Un «casque bleu» marocain tué lors d’une attaque armée dans l’est de la RCA

Archive
Archive – Les troupes de la Mission intégrée des Nations unies pour la stabilisation en RCA (MINUSCA) à Bangu – MINUSCA

La Mission des Nations Unies en République centrafricaine (MINUSCA) a signalé vendredi la mort d’un militaire marocain de son contingent de maintien de la paix lors d’une attaque menée par des hommes armés non identifiés dans le sud-est du pays.

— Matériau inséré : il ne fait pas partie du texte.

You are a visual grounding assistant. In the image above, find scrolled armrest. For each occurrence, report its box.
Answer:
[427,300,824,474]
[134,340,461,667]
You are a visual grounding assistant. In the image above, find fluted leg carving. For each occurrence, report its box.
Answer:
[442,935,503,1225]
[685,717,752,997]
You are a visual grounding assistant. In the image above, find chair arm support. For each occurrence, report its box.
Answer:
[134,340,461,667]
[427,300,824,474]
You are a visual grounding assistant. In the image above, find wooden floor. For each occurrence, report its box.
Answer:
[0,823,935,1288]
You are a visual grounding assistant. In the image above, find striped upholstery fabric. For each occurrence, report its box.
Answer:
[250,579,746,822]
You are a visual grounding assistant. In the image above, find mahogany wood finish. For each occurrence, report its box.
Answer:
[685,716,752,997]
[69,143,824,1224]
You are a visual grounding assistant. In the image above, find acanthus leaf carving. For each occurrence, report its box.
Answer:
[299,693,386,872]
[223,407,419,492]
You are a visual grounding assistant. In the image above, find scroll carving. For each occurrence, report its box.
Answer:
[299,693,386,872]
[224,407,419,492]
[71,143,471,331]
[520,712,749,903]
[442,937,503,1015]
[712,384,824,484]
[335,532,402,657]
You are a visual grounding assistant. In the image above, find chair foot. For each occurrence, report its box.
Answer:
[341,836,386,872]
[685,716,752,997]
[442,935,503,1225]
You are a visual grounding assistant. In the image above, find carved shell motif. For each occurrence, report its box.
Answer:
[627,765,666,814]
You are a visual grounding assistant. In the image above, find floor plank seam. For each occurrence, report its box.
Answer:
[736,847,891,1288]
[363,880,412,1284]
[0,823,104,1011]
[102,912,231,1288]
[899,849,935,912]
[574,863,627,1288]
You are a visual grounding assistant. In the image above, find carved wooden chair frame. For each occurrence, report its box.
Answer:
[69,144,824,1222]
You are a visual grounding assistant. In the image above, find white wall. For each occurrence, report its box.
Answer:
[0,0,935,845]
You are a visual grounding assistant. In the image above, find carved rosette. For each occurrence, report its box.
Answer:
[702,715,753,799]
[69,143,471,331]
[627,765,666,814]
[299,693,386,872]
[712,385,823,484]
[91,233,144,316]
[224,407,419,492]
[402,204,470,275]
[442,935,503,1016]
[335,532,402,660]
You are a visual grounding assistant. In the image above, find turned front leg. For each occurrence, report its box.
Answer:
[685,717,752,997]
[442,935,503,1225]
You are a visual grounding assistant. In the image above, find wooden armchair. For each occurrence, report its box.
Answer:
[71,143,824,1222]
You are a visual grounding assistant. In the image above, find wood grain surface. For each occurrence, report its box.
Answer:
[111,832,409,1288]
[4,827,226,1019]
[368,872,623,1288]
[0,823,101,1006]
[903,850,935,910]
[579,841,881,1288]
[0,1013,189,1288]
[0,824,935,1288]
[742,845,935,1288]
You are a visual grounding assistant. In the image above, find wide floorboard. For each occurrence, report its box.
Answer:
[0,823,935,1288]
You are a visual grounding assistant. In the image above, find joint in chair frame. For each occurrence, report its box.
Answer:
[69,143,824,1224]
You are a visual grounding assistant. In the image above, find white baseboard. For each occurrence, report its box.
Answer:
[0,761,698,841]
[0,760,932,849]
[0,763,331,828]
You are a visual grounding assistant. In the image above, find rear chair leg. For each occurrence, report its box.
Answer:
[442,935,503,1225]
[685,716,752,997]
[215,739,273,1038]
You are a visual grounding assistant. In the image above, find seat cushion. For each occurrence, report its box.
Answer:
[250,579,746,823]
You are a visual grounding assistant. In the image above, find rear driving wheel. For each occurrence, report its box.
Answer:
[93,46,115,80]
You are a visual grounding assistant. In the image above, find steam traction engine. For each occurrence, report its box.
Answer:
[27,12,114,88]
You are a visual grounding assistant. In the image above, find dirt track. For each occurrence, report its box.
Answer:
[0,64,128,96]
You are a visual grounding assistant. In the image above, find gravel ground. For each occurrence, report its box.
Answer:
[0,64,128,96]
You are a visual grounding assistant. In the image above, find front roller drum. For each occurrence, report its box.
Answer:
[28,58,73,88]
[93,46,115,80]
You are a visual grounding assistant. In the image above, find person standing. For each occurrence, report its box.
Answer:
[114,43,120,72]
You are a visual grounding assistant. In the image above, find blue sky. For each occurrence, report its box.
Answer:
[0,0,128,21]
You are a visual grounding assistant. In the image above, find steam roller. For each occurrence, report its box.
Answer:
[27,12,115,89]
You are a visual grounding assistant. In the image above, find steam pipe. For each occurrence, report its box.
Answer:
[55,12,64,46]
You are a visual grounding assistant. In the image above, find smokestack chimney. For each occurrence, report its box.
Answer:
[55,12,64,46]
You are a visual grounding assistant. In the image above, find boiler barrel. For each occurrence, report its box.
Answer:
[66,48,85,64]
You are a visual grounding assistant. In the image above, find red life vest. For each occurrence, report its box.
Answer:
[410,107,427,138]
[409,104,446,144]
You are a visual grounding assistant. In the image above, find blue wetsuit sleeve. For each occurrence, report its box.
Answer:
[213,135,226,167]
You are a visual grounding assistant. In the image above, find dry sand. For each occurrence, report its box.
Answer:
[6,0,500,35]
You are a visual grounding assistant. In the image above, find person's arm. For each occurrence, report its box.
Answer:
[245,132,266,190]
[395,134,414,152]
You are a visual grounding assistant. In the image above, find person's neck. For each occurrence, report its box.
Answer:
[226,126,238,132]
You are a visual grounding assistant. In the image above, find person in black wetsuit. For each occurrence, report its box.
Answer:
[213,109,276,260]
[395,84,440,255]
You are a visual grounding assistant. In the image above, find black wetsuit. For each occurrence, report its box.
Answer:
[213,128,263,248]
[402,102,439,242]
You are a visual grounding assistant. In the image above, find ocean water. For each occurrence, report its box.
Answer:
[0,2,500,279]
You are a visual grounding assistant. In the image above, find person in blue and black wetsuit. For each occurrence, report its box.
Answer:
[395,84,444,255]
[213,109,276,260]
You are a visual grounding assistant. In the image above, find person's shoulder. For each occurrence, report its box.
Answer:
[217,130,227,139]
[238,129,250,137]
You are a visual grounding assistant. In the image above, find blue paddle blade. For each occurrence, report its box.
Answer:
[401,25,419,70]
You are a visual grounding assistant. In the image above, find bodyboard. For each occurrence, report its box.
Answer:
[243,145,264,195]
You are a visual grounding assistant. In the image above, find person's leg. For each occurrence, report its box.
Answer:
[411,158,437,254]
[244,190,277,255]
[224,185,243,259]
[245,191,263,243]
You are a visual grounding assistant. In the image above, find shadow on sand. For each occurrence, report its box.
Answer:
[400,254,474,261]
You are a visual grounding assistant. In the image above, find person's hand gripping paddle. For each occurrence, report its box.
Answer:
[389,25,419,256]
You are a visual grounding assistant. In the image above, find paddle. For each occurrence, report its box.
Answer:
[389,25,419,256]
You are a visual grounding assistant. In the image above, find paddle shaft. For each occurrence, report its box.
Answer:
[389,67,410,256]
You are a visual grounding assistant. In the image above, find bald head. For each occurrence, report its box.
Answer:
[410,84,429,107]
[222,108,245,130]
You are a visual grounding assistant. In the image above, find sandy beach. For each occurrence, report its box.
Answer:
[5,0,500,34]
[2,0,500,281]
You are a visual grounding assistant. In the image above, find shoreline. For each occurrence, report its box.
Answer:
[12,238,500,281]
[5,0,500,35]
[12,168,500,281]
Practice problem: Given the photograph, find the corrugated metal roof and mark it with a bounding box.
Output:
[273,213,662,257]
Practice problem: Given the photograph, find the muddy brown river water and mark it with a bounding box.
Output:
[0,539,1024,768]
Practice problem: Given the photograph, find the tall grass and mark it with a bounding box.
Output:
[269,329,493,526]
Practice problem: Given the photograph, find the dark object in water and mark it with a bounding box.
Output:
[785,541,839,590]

«Un ‘casque bleu’ du contingent marocain est décédé après une attaque survenue jeudi matin à l’aérodrome d’Obo alors qu’il sécurisait, avec d’autres éléments de son contingent, le périmètre d’un aérodrome en vue d’un atterrissage», a indiqué la MINUSCA dans un communiqué.

La mission a «immédiatement ouvert une enquête sur les circonstances exactes de cette attaque», selon la déclaration, publiée sur son site web.

La MINUSCA «condamne cette attaque contre un Casque bleu et rappelle que toute atteinte à la vie d’un Casque bleu peut être considérée comme un crime de guerre au regard du droit international et peut être poursuivie par la justice nationale ou internationale».

La mission «appelle les autorités centrafricaines à ne ménager aucun effort pour identifier les auteurs de cette attaque afin qu’ils soient rapidement traduits en justice».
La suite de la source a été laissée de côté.